Other teams are expanding for 2020. Andretti Autosport has now absorbed Harding-Steinbrenner Racing into its fold with the newly-renamed Andretti Harding Steinbrener Autosport entry for Colton Herta while Meyer Shank Racing has expanded from 10 races to competing in all 17 IndyCar races with Jack Harvey behind the wheel.
Carlin will have Max Chilton behind the wheel in all road and street course races and the Indianapolis 500, the British driver believing that the risks at other ovals besides Indianapolis are not worth the rewards. Carlin’s second car has been linked with many drivers, but as of this writing, no decision has been announced for at least St. Petersburg.
Dragonspeed will have Ben Hanley back for St. Petersburg and the team will contest several more races as the season progresses. Also expanding their IndyCar operations is Dreyer & Reinbold Racing. The Dennis Reinbold-led squad cut back to Indianapolis only after the 2013 Indianapolis 500 and will have Sage Karam behind the wheel of the No. 24 Chevrolet.
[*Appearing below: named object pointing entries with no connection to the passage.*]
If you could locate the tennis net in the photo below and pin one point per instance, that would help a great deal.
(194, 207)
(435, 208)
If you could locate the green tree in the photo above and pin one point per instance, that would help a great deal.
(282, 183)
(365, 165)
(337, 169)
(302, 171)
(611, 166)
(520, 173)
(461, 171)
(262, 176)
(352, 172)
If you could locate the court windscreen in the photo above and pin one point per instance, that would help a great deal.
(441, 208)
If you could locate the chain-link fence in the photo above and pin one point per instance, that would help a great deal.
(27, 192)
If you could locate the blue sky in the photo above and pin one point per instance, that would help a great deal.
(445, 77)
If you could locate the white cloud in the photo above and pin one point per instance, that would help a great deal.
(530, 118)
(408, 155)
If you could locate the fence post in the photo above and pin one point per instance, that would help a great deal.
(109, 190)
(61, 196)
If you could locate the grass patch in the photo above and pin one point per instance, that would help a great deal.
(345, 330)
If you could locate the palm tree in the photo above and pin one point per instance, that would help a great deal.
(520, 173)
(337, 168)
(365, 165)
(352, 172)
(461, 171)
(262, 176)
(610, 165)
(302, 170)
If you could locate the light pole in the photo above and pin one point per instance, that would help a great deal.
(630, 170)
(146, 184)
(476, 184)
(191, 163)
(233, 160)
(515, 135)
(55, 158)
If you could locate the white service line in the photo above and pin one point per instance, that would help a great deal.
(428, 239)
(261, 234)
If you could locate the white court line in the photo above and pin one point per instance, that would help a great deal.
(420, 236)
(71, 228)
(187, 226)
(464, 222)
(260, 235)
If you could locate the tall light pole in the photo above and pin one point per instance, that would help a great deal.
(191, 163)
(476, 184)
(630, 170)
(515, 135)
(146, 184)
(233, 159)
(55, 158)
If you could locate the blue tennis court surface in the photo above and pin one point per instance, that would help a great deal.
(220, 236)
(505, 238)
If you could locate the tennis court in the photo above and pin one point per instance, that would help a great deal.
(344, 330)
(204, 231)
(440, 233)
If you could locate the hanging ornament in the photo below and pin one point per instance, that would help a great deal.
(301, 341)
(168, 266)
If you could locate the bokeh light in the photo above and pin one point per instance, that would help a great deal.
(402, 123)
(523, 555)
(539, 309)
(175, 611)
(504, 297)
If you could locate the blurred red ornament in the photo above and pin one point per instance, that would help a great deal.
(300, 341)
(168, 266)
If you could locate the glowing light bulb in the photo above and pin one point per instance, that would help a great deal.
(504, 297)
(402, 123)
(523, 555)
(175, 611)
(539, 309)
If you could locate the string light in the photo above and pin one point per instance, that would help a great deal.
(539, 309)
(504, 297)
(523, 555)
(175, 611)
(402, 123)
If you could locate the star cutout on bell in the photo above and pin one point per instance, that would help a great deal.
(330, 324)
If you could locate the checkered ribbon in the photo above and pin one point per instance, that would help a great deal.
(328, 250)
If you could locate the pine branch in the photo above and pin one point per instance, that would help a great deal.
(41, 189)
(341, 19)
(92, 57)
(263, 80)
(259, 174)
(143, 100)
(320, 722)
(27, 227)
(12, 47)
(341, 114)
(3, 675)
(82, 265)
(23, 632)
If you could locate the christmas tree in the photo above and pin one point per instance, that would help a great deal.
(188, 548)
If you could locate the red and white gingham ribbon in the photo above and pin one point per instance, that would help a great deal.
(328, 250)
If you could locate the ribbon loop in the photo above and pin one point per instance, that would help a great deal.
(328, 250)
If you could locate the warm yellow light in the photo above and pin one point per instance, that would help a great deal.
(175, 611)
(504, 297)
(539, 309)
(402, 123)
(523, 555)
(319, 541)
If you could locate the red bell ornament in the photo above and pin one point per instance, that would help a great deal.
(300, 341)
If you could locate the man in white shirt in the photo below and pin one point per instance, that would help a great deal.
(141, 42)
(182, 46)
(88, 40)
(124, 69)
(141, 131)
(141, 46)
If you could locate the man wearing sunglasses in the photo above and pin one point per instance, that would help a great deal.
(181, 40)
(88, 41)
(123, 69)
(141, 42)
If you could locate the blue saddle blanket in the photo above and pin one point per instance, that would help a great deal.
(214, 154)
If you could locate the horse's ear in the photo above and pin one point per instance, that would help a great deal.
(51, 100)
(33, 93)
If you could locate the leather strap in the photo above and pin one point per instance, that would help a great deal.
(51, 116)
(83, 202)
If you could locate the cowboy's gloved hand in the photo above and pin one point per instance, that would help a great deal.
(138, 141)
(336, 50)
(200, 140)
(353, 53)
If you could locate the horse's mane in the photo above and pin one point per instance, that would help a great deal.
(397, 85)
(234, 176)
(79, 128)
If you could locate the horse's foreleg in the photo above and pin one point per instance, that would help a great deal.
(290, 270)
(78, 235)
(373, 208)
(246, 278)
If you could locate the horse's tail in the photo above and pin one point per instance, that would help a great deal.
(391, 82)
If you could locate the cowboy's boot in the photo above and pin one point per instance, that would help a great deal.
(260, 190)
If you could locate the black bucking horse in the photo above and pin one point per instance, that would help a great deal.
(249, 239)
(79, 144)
Team Penske have their standard three cars from last year with Josef Newgarden, Will Power and Simon Pagenaud behind the wheel. Chip Ganassi Racing kept Scott Dixon and Felix Rosenqvist to partner Ericsson, Rahal Letterman Lanigan Racing still have Graham Rahal and Takuma Sato while Andretti Autosport’s four full time drivers of Marco Andretti, Ryan Hunter-Reay, Alexander Rossi and Zach Veach are all back.
Off the track, new series ownership leads the changes ahead of the 2020 season. Penske Corporation announced on November 3, 2019 that it had come into an agreement with Hulman & Company to acquire all of its assets, including the Indianapolis Motor Speedway, the NTT IndyCar Series and IMS Productions. The sale was finalized January 6th for an undisclosed amount of money.
2020 also marks the beginning of the aeroscreen era. Red Bull Advanced Technologies collaborated with Dallara to build a combination windscreen and halo device to deflect debris away from the driver’s head. Reaction among the IndyCar fanbase has been mixed, with many happy at the increased safety aspect, but others are upset at the inability to see the drivers’ heads and at the aesthetics of the bolted-on device.
NBCSN will broadcast the 2020 season opening race for the NTT IndyCar Series starting at 2:30 p.m. ET with the green flag an hour later.